Kebanyakan dari kita sudah terbawa pola pemikiran hidup luxury yang memandang bahwa hal yang mewah, punya nilai status sosial atau memiliki harga yang fantastis akan menciptakan rasa bahagia.
Dicontohkan lewat dua lampu. Satu lampu kristal dengan mata yang berkilauan dan harga fantastis. Lampu kedua terbuat dari bambu dengan anyaman yang sederhana.
Wabi Sabi mampu menciptakan lampu kedua dari bambu sebagai hal sederhana dan memberikan rasa damai, daripada lampu pertama dari kristal sebagai hal mewah tetapi mendatangkan ketakutan seperti takut jatuh, takut dicuri, takut tak bisa membayarnya dsb.

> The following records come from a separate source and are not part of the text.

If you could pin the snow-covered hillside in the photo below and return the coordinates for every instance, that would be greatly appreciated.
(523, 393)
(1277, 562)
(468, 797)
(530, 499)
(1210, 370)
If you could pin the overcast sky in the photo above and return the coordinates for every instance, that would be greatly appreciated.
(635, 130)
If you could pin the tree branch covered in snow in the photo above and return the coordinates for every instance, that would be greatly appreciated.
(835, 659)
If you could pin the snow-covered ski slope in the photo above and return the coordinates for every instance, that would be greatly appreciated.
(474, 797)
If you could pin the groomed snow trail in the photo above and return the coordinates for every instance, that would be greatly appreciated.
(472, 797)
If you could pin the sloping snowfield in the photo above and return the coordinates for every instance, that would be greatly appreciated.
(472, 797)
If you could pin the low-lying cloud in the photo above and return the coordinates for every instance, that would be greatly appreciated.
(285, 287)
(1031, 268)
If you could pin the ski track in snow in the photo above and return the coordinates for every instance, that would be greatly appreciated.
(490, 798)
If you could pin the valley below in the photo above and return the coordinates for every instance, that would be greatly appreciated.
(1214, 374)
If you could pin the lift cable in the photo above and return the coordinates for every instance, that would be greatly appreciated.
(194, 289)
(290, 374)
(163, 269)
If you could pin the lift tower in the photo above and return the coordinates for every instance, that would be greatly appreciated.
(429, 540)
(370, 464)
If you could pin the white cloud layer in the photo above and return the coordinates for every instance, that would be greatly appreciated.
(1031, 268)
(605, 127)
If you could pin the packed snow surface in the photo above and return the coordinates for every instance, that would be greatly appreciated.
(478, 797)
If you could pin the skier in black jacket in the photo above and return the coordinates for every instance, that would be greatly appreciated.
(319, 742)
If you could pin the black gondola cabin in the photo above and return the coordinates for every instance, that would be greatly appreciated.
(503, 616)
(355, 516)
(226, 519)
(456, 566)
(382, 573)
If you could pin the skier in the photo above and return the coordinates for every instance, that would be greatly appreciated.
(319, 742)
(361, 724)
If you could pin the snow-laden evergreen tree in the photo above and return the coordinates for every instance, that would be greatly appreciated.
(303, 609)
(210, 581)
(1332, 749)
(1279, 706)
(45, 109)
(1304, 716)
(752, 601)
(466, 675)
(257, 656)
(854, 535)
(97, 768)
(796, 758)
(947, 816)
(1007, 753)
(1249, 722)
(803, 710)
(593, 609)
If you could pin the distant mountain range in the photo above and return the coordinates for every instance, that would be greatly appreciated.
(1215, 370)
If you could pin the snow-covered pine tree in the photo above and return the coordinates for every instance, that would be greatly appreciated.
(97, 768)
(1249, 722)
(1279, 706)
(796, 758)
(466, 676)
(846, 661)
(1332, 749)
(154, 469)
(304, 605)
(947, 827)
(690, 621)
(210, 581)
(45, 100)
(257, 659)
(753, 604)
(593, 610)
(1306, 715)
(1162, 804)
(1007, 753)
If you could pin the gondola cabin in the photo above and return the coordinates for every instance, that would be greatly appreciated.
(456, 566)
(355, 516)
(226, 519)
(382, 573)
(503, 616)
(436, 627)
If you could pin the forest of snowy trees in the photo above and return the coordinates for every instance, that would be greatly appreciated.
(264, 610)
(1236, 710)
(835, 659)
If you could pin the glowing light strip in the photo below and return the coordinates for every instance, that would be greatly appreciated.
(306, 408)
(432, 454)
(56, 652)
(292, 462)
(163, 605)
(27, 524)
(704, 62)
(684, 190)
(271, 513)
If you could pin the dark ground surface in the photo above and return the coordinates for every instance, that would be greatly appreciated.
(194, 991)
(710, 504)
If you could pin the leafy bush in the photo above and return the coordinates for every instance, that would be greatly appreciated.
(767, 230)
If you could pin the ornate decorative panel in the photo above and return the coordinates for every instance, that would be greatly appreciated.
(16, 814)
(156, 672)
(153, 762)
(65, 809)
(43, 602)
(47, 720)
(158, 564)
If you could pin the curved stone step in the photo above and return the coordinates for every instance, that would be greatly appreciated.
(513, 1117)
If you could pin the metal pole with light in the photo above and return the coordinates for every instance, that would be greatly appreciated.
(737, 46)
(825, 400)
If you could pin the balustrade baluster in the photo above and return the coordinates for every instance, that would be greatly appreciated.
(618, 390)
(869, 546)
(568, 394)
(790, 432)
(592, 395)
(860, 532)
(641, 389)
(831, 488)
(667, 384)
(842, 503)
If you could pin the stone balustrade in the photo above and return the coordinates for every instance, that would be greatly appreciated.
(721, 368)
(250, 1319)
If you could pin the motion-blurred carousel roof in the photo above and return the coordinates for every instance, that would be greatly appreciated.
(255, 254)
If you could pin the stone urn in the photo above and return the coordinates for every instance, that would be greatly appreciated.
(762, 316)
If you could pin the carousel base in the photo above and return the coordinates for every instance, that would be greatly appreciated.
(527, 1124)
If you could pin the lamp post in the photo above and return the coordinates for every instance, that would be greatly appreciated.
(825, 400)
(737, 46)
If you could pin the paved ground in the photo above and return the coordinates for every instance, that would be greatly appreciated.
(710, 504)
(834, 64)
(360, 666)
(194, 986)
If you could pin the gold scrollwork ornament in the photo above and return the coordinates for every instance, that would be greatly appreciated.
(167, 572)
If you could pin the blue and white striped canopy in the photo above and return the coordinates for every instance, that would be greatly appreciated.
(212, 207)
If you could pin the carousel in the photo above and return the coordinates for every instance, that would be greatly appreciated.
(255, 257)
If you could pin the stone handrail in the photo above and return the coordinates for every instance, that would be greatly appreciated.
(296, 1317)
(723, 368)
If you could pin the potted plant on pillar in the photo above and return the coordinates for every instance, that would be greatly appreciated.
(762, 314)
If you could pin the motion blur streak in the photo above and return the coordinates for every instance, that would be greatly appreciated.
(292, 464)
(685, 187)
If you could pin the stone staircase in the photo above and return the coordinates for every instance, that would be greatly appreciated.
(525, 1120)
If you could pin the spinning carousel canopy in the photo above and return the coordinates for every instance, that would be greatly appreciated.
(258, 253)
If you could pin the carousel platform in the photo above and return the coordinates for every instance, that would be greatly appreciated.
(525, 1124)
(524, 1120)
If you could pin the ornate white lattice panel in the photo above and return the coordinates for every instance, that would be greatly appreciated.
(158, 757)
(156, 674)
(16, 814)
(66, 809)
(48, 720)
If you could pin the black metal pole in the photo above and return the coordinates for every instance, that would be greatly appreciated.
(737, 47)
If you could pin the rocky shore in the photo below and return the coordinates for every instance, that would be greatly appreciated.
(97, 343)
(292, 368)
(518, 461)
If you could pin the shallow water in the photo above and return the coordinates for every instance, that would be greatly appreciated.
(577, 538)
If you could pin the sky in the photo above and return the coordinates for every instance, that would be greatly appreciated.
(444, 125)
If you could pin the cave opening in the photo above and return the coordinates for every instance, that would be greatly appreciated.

Hidup itu sederhana ketika kita bisa menciptakan suasana hati itu dalam diri kita secara sadar. Percuma punya lampu kristal ketika tidak bisa menikmatinya hanya karena bekerja keras demi membayar tagihannya misalnya.
Kalau ingin bahagia, tak perlu mencari yang mewah. Dapatkan hal yang sederhana secara sadar.
5. Mencapai kepuasan diri lewat penerimaan
Saya pernah menuliskan betapa sebagai manusia kita begitu serakah. Kita berdoa berulang-ulang untuk keinginan kita yang tak pernah terpuaskan.
Saya ingin lulus ujian. Setelah lulus ujian, saya ingin dapat kerja. Setelah dapat kerja, saya ingin dapat jodoh. Setelah dapat jodoh, saya ingin punya rumah. Setelah dapat rumah, saya ingin punya anak. Setelah punya anak, dan seterusnya.
Kepuasan itu sama seperti kebahagiaan, tanpa syarat. Kapan pun kita bisa berbahagia, bukan karena apa yang saya punya. Kita puas bukan atas apa yang saya punya tetapi saya puas atas diri saya sebagai pribadi.
Masalahnya kita begitu sulit menerima apa yang kita miliki karena melirik kepunyaan orang lain. Padahal standar kepuasan setiap orang itu berbeda-beda.
Melalui Wabi Sabi saya belajar menerima diri sendiri bahkan dari kekurangan saya. Saya belajar melepaskan diri dari materialistik dunia dan mengapresiasi hal sederhana.
Kesimpulan
Saya melihat memang desain Wabi Sabi ini bukan mendatangkan kemewahan tetapi kesederhanaan. Hidup sejatinya tidak menuntut kesempurnaan tetapi menyempurnakan yang sudah ada. Wabi Sabi lebih pada mendatangkan kedamaian hati dari hal sederhana.